How communist China’s war against sparrows killed 55 million people

Team Mighty
Jul 11, 2022 12:12 PM PDT
3 minute read
The Eurasian tree sparrow was the most notable target of the campaign. (Public domain)

The Eurasian tree sparrow was the most notable target of the campaign. (Public domain)

SUMMARY

Historically, communist regimes have been ruthless, deadly and above all, paranoid. They tend to give little thought to unintended consequences,…

Historically, communist regimes have been ruthless, deadly and above all, paranoid. They tend to give little thought to unintended consequences, even though time and again, those consequences have big effects. 

It’s just one more devastating fault that acting without factual information can have on a country, its people, and its history. For the biggest example of a campaign of general ignorance, look no further than the Chinese Communist Party’s “Four Pests” Campaign. 

In 1958, the communists were looking to prove that their system of government was the ideal, but were struggling to meet people’s basic needs while addressing the issues that come with overpopulation. 
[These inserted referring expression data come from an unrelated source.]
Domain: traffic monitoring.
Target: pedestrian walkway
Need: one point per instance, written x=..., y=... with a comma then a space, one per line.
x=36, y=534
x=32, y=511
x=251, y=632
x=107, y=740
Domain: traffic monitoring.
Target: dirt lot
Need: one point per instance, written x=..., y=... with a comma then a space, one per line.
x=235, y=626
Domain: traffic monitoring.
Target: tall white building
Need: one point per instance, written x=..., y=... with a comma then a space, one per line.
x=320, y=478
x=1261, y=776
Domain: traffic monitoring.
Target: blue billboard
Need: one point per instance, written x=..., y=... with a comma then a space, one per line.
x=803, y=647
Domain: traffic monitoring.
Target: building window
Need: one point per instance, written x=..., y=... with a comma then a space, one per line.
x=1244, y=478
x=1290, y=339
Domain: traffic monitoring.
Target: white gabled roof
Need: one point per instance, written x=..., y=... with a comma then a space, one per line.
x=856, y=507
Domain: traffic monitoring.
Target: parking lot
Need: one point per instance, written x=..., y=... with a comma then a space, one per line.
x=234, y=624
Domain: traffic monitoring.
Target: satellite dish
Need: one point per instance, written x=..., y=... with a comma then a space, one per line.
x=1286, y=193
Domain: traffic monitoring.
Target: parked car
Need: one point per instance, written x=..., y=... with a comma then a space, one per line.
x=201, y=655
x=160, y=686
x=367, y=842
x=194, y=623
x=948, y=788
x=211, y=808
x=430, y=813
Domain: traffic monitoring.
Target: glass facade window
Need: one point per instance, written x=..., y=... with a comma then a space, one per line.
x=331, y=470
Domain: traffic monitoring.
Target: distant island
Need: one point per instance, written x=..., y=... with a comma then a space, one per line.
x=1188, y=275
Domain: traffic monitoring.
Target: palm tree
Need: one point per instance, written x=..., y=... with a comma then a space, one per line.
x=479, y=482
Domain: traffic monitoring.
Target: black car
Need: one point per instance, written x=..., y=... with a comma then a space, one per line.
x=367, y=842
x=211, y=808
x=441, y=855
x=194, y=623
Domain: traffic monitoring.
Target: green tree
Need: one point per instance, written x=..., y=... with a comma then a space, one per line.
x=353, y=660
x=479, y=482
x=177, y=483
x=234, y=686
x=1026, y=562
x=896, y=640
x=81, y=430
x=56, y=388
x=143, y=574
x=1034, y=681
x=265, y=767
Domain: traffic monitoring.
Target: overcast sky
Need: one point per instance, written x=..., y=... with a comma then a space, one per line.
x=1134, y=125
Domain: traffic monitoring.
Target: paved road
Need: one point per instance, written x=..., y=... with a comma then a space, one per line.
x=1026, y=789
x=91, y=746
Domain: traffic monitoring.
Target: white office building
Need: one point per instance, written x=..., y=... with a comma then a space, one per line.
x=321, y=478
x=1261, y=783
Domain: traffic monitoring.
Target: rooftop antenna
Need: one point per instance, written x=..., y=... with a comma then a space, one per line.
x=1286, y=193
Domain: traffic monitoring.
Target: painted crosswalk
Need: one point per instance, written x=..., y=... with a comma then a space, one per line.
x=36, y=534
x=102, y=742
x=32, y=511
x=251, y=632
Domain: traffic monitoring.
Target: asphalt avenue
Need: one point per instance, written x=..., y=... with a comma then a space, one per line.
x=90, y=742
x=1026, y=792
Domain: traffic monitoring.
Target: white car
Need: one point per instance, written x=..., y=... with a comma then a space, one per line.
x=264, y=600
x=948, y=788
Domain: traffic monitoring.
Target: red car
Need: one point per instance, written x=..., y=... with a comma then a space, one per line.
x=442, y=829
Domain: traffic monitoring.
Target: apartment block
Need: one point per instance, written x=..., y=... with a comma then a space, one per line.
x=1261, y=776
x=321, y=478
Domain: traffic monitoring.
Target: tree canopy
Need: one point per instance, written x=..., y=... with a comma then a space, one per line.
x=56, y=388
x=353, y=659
Chairman of the CCP Mao Zedong and his cronies were convinced that the answer laid in mobilizing that population to eradicate four widespread pests that were wreaking havoc on China. The first were the mosquitos that caused malaria. Next came the rats that caused plague. Third, came the common housefly – a disgusting creature by any measure. 

Mao in 1959.

While the first three are indeed pestilent, the fourth “pest” stood out, because it was very much unlike the others: the sparrow. The Chinese government believed that the tens of thousands of sparrows ate as much as ten pounds of grain every year. Where they got this information is unclear, and their methods to address it would be devastating. 
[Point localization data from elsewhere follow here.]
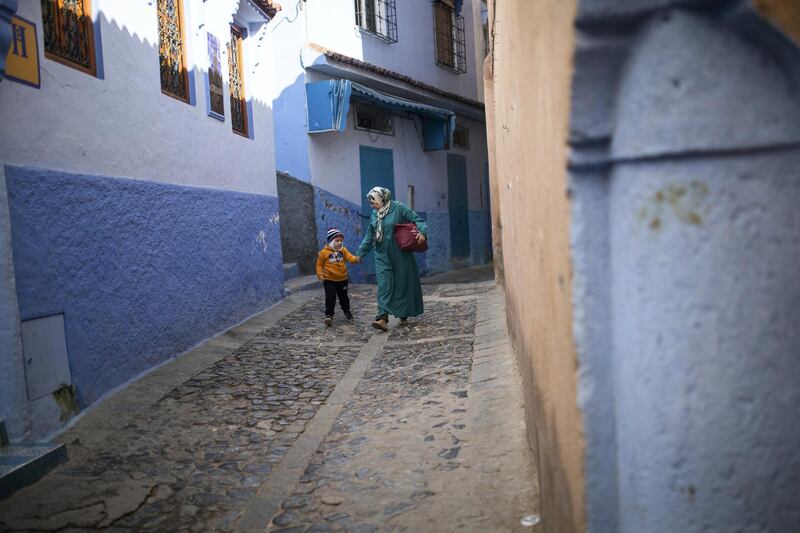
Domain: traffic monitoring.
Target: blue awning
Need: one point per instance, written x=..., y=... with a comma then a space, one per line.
x=328, y=102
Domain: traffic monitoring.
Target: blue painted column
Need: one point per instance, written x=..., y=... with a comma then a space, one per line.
x=13, y=399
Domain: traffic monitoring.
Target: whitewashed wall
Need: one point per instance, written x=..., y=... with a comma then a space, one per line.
x=80, y=123
x=331, y=23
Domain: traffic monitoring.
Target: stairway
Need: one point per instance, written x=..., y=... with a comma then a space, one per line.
x=25, y=463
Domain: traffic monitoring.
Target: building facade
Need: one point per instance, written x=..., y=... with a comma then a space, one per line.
x=650, y=256
x=378, y=92
x=138, y=199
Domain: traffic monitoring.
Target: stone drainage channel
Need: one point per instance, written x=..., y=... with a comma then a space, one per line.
x=282, y=424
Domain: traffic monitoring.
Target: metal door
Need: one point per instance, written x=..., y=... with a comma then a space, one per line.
x=377, y=170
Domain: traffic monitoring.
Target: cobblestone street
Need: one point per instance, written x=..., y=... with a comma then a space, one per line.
x=282, y=424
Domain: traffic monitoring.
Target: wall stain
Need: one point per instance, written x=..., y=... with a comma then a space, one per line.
x=67, y=399
x=684, y=201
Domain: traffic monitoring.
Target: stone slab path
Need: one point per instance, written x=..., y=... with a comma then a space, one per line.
x=281, y=424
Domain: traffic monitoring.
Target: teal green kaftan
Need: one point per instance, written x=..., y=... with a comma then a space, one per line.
x=399, y=289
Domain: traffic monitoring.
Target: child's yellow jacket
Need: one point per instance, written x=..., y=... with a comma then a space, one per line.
x=331, y=264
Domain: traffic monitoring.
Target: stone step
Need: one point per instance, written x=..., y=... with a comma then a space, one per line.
x=290, y=270
x=24, y=464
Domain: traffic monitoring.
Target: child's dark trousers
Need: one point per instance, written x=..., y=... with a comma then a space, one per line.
x=332, y=290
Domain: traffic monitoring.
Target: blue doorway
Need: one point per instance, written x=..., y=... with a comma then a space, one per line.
x=458, y=205
x=377, y=170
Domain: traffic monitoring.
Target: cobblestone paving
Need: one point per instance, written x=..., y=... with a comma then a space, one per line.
x=194, y=459
x=305, y=324
x=413, y=398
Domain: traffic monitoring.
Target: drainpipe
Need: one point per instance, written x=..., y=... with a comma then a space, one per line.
x=7, y=10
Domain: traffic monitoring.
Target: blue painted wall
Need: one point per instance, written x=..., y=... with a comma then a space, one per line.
x=480, y=236
x=142, y=271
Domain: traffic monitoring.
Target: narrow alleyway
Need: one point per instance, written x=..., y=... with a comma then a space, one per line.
x=285, y=425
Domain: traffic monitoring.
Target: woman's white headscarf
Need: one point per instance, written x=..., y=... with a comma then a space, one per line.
x=382, y=196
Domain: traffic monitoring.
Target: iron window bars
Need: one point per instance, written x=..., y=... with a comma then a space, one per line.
x=374, y=119
x=378, y=17
x=68, y=33
x=171, y=49
x=448, y=29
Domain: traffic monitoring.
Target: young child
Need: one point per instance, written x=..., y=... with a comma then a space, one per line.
x=332, y=270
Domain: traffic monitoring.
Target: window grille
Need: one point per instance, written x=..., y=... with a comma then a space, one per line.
x=69, y=34
x=374, y=119
x=171, y=49
x=448, y=29
x=378, y=17
x=461, y=137
x=236, y=83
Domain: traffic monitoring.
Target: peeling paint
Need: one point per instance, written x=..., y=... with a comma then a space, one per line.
x=685, y=201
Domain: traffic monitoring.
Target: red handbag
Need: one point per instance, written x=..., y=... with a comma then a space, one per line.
x=405, y=235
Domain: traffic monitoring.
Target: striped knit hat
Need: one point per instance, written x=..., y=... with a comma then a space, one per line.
x=333, y=233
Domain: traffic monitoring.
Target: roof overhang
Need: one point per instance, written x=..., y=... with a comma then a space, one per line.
x=317, y=61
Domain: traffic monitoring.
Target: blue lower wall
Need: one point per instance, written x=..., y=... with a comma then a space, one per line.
x=438, y=254
x=142, y=271
x=480, y=237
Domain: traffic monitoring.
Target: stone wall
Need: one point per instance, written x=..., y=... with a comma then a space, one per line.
x=649, y=209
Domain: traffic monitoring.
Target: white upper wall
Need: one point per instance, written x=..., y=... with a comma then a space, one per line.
x=331, y=24
x=123, y=125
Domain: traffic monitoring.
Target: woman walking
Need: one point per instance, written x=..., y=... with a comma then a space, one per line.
x=399, y=289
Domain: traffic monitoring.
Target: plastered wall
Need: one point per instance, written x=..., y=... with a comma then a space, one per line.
x=532, y=77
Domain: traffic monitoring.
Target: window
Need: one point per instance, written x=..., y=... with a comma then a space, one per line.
x=236, y=83
x=378, y=17
x=172, y=50
x=374, y=119
x=448, y=29
x=69, y=33
x=461, y=137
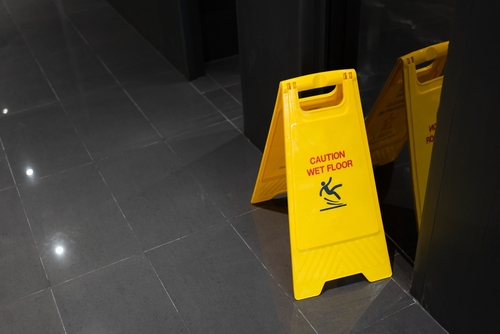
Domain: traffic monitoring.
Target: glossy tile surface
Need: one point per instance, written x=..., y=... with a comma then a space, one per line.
x=22, y=271
x=137, y=216
x=74, y=210
x=172, y=105
x=36, y=313
x=108, y=122
x=220, y=287
x=43, y=140
x=23, y=86
x=160, y=198
x=125, y=297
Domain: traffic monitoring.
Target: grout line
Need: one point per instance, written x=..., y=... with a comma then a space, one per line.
x=57, y=308
x=213, y=105
x=94, y=270
x=168, y=294
x=381, y=319
x=274, y=278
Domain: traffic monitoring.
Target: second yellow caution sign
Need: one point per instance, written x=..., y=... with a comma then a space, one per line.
x=335, y=224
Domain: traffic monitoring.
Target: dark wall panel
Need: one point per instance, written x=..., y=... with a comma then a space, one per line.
x=457, y=262
x=282, y=39
x=171, y=26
The Chinese communists enlisted the entire population of China to hunt sparrows and kill them in a war of extermination. Millions of people subsequently left their homes and began destroying sparrow nests, breaking eggs, and killing chicks. They organized themselves into separate groups and began to herd sparrows into places they could either be destroyed or denied rest. 

Sparrows soon lost any quarter inside China, and were forced to keep moving by Chinese people banging pans together to deny them any rest. Sparrows that weren’t killed directly would drop dead from exhaustion. Eventually, they could only go where Chinese people were unable to follow. 
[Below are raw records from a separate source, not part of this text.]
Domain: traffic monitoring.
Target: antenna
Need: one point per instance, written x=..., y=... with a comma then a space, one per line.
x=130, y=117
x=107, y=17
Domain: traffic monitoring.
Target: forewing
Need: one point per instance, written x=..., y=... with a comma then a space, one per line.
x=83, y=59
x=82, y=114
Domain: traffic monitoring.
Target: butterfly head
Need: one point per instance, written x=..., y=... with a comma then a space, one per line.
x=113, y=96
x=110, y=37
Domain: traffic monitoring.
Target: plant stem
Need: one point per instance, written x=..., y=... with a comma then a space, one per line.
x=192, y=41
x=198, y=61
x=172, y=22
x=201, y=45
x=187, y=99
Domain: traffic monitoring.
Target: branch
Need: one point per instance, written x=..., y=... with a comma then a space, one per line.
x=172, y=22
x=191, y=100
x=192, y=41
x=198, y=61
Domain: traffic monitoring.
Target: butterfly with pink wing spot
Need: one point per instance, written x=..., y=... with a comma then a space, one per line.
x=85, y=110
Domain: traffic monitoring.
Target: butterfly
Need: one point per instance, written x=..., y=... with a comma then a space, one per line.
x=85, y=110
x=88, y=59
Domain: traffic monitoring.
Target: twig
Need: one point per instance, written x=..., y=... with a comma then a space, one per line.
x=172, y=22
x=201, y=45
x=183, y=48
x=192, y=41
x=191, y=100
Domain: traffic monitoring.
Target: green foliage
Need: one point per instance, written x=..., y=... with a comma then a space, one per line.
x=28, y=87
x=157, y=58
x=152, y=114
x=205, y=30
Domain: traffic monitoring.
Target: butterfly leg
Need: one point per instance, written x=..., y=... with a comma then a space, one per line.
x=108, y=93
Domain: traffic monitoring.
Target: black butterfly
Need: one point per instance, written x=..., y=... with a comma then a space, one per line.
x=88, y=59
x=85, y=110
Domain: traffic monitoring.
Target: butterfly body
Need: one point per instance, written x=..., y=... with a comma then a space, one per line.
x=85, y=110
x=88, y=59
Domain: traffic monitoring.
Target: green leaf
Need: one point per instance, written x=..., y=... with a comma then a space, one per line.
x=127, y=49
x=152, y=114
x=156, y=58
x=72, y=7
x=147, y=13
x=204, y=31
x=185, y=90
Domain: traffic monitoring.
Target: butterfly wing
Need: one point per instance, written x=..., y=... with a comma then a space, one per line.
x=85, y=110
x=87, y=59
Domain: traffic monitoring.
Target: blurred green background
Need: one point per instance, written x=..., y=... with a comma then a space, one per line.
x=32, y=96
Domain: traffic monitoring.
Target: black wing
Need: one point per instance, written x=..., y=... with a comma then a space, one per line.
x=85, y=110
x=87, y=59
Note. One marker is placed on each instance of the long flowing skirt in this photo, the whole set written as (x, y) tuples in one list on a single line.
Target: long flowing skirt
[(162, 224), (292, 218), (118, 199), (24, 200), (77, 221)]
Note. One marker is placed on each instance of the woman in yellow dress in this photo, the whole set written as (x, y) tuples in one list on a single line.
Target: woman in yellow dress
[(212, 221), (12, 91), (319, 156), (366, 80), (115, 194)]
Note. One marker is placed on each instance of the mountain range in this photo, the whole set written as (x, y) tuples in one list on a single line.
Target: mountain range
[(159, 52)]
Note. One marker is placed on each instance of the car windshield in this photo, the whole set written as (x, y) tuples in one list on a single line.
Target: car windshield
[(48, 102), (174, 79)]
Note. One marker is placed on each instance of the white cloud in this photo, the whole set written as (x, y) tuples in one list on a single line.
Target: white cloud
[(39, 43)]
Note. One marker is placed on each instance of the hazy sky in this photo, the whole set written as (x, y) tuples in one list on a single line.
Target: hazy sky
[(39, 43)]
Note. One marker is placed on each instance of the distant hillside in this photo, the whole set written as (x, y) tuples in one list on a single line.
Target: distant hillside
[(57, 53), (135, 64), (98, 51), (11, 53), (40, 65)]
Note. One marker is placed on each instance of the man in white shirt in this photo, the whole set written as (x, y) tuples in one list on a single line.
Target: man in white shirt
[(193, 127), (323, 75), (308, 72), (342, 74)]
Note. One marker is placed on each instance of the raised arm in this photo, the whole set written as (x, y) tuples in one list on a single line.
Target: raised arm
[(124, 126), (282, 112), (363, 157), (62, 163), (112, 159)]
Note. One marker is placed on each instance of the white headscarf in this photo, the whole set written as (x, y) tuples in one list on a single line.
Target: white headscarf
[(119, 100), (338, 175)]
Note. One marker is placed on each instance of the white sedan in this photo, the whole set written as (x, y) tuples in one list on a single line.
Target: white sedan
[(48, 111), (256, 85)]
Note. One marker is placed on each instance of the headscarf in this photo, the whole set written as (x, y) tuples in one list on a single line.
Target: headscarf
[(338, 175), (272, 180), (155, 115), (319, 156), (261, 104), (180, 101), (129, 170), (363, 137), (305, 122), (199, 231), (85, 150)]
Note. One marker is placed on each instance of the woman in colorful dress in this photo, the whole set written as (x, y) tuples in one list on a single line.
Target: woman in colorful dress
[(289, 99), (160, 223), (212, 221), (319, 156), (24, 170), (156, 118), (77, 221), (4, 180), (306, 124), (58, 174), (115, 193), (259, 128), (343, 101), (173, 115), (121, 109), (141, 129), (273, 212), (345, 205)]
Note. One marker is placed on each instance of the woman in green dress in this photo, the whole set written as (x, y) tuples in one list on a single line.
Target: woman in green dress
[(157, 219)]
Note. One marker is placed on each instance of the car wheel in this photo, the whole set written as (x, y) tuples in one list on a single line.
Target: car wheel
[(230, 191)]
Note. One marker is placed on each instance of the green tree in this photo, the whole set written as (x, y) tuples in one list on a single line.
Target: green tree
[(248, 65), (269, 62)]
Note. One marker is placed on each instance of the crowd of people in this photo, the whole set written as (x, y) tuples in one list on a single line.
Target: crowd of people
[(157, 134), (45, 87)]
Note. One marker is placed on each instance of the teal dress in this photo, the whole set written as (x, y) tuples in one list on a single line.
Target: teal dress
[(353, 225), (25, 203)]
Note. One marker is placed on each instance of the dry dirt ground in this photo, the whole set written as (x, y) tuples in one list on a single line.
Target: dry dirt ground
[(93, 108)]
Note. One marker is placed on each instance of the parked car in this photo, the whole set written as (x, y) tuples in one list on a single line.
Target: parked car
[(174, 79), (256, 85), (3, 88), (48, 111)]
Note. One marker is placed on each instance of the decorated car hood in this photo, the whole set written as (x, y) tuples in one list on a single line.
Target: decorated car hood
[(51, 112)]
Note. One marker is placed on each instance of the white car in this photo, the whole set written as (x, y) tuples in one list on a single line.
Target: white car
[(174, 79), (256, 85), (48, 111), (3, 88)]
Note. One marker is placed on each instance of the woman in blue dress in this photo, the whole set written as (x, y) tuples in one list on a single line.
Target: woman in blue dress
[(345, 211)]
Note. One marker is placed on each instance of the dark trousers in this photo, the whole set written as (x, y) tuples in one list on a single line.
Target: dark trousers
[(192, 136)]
1958 poster, 'Exterminate the four pests!'.

This meant they had to fly to the various foreign delegation buildings inside China. Since these buildings are considered foreign soil, the Chinese could not enter the grounds to kill them. When denied access to the grounds, Chinese people would wait outside the walls of the embassies playing drums to continue their eradication. 

China’s plan worked. The sparrows were nearing the point of extinction when one scientist finally got the message through Mao’s thick head that sparrows earned the ten pounds of grain they ate. These birds ate more than grain: they ate pestilent insects too, insects that would otherwise destroy China’s crops if the predatory birds weren’t keeping them in check.

Without the sparrows feeding on them, insects like locusts destroyed a lot of Chinese crops, dropping crop yields to record lows. Since Mao and his disastrous plans like the Great Leap Forward had already been massive ecological disasters, the crop yields were sunk even further by droughts and floods.

The result was the 1960 Great Chinese Famine, the deadliest man-made famine ever recorded, killing 55 million people. Mao ended the war against the sparrows and declared bed bugs to be the new “fourth pest.” In the end, Mao had to import 250,000 sparrows from the USSR to replenish the sparrows and end the locust population’s devastating effect.